EU sucht Kompromiss zu Flüchtlings-Milliarden für die Türkei
Brüssel/Berlin (dpa) - Nach dem Sondergipfel zur Flüchtlingskrise sucht die Europäische Union nach Wegen, um die Hilfsmilliarden für die Türkei zusammenzubekommen.
Noch in dieser Woche wollten die ständigen EU-Botschafter darüber beraten, hieß es in Brüssel. Das Thema sei kompliziert und umstritten und könne letztlich wieder die EU-Staats- und Regierungschefs beschäftigen.

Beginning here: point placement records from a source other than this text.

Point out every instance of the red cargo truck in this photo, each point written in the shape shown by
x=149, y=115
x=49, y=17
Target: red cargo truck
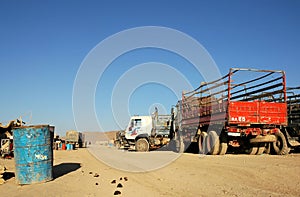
x=244, y=111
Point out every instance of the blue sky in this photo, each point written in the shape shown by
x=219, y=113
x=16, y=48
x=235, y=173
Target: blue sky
x=43, y=44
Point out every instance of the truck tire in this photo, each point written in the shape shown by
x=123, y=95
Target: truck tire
x=202, y=142
x=142, y=145
x=252, y=150
x=223, y=148
x=268, y=148
x=213, y=143
x=280, y=145
x=261, y=148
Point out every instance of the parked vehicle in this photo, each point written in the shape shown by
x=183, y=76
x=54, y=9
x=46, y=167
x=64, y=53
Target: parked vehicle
x=77, y=139
x=147, y=132
x=292, y=131
x=6, y=137
x=244, y=111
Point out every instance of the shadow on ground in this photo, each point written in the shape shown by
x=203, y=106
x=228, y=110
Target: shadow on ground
x=64, y=168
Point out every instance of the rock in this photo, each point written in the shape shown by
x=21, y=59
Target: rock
x=119, y=185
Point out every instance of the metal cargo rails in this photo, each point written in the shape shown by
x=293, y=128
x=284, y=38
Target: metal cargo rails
x=33, y=153
x=292, y=131
x=244, y=109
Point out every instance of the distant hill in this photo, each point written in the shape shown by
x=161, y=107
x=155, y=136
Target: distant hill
x=99, y=137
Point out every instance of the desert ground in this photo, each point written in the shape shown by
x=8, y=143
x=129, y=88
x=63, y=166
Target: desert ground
x=91, y=171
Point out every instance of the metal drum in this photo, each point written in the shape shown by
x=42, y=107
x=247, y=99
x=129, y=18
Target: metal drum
x=33, y=153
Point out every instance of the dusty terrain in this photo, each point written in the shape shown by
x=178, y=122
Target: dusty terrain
x=188, y=175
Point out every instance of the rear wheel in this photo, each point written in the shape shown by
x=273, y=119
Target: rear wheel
x=142, y=145
x=261, y=149
x=213, y=143
x=223, y=148
x=280, y=145
x=252, y=150
x=268, y=148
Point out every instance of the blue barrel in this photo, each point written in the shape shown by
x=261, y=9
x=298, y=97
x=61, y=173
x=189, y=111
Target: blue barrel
x=33, y=153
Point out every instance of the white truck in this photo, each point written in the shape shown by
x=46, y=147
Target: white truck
x=147, y=132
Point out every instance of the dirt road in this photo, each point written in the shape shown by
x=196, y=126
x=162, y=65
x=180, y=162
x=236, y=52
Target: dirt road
x=189, y=175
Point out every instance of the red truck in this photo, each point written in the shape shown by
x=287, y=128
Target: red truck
x=244, y=111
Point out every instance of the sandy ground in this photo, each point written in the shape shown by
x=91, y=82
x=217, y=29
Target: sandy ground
x=188, y=175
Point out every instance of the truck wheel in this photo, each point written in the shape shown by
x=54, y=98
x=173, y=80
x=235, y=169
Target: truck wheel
x=213, y=143
x=202, y=142
x=252, y=150
x=280, y=145
x=268, y=148
x=142, y=145
x=118, y=145
x=223, y=148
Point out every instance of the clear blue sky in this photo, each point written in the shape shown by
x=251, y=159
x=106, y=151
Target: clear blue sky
x=43, y=43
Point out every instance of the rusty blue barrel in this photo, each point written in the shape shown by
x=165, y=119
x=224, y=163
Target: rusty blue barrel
x=33, y=153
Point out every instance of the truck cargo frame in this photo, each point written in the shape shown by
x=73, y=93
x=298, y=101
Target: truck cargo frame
x=247, y=114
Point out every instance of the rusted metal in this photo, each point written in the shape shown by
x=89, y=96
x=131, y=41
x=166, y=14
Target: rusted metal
x=251, y=106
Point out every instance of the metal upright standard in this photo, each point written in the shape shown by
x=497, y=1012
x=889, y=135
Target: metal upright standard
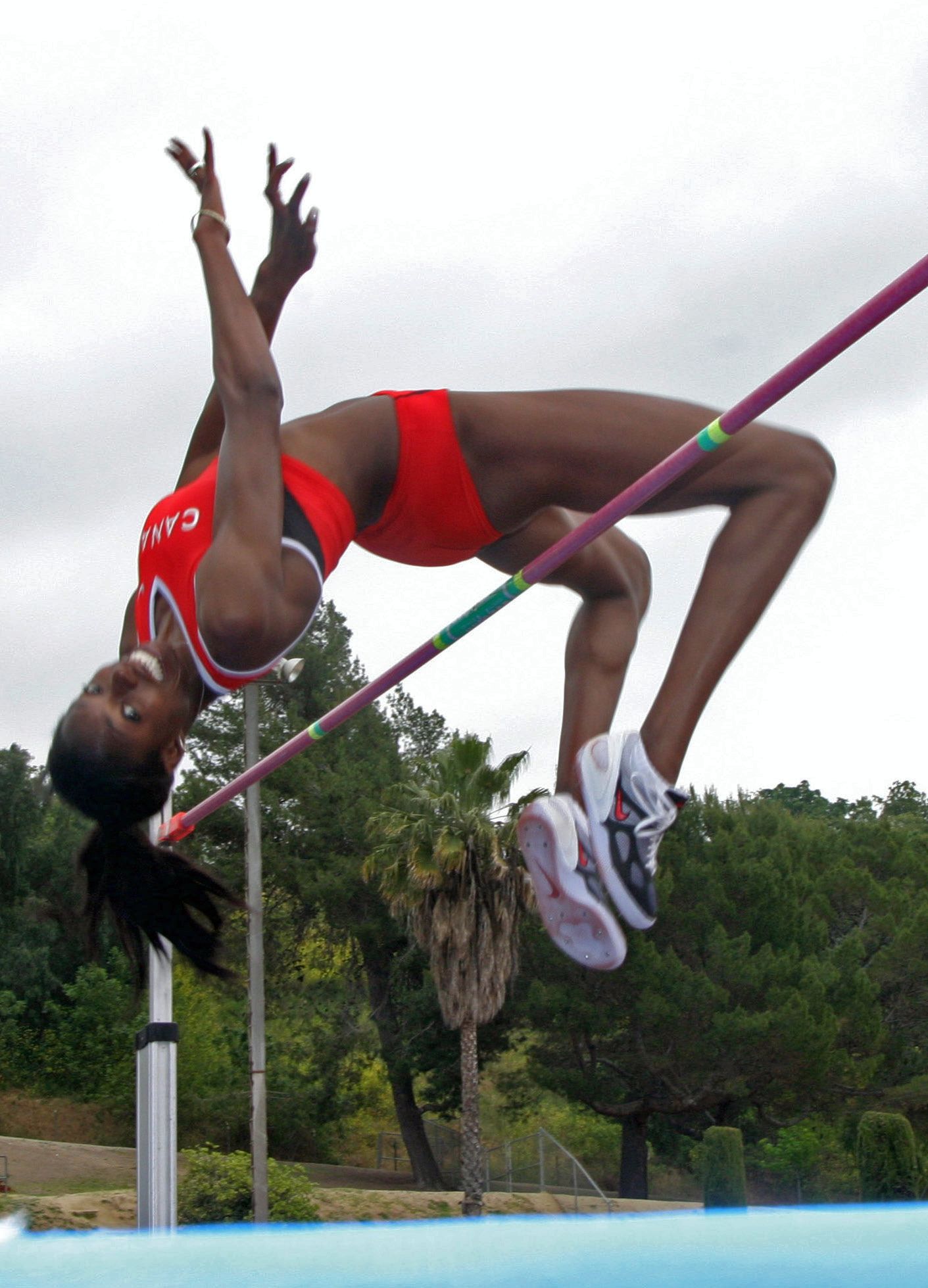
x=256, y=951
x=708, y=439
x=157, y=1094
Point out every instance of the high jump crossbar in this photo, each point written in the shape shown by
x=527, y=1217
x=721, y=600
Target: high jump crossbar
x=847, y=333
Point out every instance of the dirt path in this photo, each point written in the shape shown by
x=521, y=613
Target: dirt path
x=85, y=1187
x=53, y=1166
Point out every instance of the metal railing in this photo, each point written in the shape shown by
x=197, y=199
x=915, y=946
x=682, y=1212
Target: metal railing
x=541, y=1162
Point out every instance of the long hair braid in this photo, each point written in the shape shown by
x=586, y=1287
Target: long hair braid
x=147, y=890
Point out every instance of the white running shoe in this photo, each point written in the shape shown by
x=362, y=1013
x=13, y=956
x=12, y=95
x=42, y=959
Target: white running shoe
x=629, y=808
x=554, y=843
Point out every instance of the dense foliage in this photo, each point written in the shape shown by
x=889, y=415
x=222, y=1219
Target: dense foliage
x=721, y=1162
x=217, y=1188
x=784, y=990
x=887, y=1158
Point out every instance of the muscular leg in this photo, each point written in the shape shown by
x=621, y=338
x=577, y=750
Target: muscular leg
x=579, y=448
x=612, y=577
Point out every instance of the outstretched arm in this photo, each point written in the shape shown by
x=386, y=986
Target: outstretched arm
x=290, y=255
x=247, y=606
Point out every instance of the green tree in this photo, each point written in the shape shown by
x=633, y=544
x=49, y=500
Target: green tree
x=750, y=995
x=721, y=1161
x=887, y=1158
x=794, y=1155
x=447, y=865
x=314, y=831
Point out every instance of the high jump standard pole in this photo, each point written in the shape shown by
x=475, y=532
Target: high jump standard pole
x=847, y=333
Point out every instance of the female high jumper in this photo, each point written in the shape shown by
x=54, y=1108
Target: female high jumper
x=232, y=565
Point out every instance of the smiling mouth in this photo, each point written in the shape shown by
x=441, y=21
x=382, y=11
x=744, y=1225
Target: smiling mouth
x=149, y=662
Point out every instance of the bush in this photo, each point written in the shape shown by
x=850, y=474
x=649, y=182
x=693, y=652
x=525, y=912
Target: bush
x=217, y=1188
x=720, y=1158
x=887, y=1158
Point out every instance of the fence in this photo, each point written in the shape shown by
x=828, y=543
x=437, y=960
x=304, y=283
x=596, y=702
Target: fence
x=445, y=1143
x=541, y=1162
x=535, y=1162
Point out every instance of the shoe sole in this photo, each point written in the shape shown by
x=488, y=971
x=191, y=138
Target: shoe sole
x=580, y=926
x=598, y=805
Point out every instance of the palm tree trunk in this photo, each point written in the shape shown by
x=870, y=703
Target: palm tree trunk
x=633, y=1164
x=472, y=1153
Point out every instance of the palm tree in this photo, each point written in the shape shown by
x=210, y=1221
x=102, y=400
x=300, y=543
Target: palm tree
x=448, y=862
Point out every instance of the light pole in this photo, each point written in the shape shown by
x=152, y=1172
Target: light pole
x=285, y=673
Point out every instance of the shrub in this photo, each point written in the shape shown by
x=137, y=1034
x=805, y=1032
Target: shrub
x=887, y=1158
x=217, y=1188
x=720, y=1158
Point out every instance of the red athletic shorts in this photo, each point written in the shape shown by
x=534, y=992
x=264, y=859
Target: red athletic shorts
x=433, y=514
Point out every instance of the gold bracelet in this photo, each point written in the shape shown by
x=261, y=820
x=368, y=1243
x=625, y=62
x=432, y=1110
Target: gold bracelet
x=212, y=214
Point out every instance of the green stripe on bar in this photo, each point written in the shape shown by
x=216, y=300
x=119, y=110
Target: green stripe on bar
x=481, y=611
x=712, y=437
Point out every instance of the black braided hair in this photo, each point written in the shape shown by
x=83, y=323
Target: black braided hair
x=147, y=890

Beim Sondergipfel am Sonntag hatten EU und Türkei einen Aktionsplan vereinbart, um den Zustrom syrischer Flüchtlinge nach Europa einzudämmen. Die EU sagte Ankara drei Milliarden Euro zu, damit Flüchtlinge im Land versorgt werden und Flüchtlingskinder eine Schule besuchen können. Die EU-Kommission will davon selbst 500 Millionen Euro schultern, nach dem üblichen EU-Schlüssel käme auf Berlin dann die gleiche Summe zu. Der Sondergipfel vereinbarte zudem, die Gespräche zum visafreien Reisen und die EU-Beitrittsverhandlungen zu beschleunigen. Ankara versprach, die heimischen Küsten besser zu schützen und effektiver gegen Schlepper vorzugehen.

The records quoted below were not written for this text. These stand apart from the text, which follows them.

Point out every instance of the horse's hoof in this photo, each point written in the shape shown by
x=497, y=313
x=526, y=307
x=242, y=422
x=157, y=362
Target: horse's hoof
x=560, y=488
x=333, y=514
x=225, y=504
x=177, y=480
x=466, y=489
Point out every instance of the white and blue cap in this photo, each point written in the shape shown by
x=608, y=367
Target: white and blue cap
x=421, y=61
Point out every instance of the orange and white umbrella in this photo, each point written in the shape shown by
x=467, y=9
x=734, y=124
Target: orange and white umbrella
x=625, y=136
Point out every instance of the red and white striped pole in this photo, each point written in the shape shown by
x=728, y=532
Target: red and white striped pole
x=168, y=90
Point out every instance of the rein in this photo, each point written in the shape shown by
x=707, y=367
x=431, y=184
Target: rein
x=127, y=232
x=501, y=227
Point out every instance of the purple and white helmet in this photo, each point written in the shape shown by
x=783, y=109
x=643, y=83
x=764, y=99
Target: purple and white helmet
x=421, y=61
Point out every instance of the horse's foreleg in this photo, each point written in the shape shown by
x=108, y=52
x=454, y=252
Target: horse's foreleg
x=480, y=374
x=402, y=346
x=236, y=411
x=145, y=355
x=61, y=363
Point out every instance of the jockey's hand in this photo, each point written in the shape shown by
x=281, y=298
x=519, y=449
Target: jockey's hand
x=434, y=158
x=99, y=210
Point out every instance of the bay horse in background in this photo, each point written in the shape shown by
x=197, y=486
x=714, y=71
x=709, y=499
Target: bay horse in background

Entgegen dem Kurs von Kanzlerin Angela Merkel (CDU), auf solche internationalen Lösungen zu setzen, fordern die CSU, aber auch Teile der CDU zusätzlich eine nationale Obergrenze - und finden Unterstützung selbst beim Zentralrat der Muslime (ZMD). „Moralisch kann es wegen der Werte unserer Verfassung und unserer historischen Verantwortung keine Obergrenze geben. Technisch aber schon“, sagte der Vorsitzende Aiman Mazyek der „Neuen Osnabrücker Zeitung“ (Dienstag). „Diese Obergrenze scheint in Deutschland offenkundig bald erreicht zu sein.“
Der SPD-Vorsitzende Sigmar Gabriel warnte davor, wegen des Zustroms besorgte Bürger in die extremistische Ecke zu stellen. „Man ist nicht automatisch rechtsradikal, wenn man Angst vor kultureller Überfremdung hat“, sagte der Vizekanzler nach Angaben des Berliner „Tagesspiegels“ bei einer von der Zeitung ausgerichteten Konferenz. Zugleich sprach er sich gegen Pläne der CDU für einen restriktiveren Umgang mit Flüchtlingen aus: Man könne nicht erst eine Million Flüchtlinge einladen, um sie dann möglichst schlecht zu behandeln. „Die Integration derer, die hier leben, und derer, die da kommen, darf nicht gegeneinander ausgespielt werden.“
Noch immer nicht beendet ist das Ringen der Koalition um das neue Asylpaket. Intern war erwogen worden, es an diesem Dienstag im Kabinett auf den Weg zu bringen. Es gebe aber noch Beratungsbedarf, die Gespräche dauerten „ein paar Tage länger“, sagte die Vize-Regierungssprecherin Christiane Wirtz. „Die Beratungen laufen, insofern möchte ich nicht über irgendwelche Termine spekulieren.“
Die SPD macht für die Verzögerung die Union verantwortlich. Eine schnelle und sinnvolle Einigung scheitere nicht an ihrer Partei, sagte SPD-Generalsekretärin Yasmin Fahimi in Berlin. Es sei die Union, die intern zerrissen sei. Es hake an der Frage des Familiennachzugs und der gesundheitlichen Versorgung schwangerer und schwer kranker Flüchtlinge.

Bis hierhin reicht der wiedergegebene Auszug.